In the short term, passive investment flows through index funds may offer some support. Steve Sosnick, chief strategist at Interactive Brokers, noted that the key lies in how quickly newly listed stocks are included in major indices. Once newly public companies are swiftly added to benchmark indices like the S&P 500 or Russell 3000, ETFs tracking those indices will be compelled to purchase significant quantities, creating initial buying pressure. However, analysts point out that even based on current ultra-high valuation estimates, SpaceX’s initial weighting in the S&P 500 would likely be only around 0.1%, and even under Nasdaq-100 rules allowing up to triple weighting based on free float, its initial weight would still be just about 0.5%. Thus, the actual near-term support from passive funds may be relatively limited.
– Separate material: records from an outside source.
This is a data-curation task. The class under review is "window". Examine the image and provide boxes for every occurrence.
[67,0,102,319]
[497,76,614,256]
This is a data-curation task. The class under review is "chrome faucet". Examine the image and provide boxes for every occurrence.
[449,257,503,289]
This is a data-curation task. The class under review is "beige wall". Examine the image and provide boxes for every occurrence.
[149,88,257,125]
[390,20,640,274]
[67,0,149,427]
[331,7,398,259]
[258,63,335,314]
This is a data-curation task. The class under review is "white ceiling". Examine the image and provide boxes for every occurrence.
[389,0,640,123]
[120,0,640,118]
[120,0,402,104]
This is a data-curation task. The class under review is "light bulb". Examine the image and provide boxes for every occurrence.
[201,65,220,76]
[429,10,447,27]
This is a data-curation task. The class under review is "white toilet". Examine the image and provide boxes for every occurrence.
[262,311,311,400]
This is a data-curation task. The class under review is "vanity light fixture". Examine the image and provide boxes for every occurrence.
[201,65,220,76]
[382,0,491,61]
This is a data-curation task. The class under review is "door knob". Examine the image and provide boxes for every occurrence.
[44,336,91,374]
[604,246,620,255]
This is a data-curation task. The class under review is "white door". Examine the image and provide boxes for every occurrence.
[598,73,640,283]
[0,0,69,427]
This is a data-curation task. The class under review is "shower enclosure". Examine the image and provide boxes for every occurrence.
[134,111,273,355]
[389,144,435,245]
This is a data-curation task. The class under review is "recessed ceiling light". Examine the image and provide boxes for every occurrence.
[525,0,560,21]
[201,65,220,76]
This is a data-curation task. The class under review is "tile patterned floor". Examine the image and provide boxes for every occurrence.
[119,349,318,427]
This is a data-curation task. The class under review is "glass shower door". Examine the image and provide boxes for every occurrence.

What markets truly fear is the selling pressure following the expiration of IPO lock-up periods. For instance, SpaceX is expected to have only about 4% of its shares freely tradable at listing. According to its disclosed lock-up schedule, insiders could sell 20% of their holdings after the first quarterly earnings release, with an additional 10% allowed if the share price rises more than 30% above the IPO price. Roughly half of Elon Musk’s personally held shares are subject to a 366-day post-listing sale restriction, while the remainder face earlier expirations. When these massive blocks of shares enter the secondary market in stages, they could exert sustained pressure on supply-demand dynamics.
Historical data also serves as a warning. Research by University of Florida professor Jay Ritter shows that from 1980 to 2024, U.S. IPOs underperformed the broader market by an average of 20 percentage points over the three years following listing. Companies valued at more than 40 times revenue fared even worse, lagging by as much as 58 percentage points. With SpaceX’s valuation nearing $1.8 trillion—over 90 times its annual revenue—such a high valuation multiple implies that even if short-term enthusiasm lifts the stock price, the long-term pressure for valuation correction will be substantial.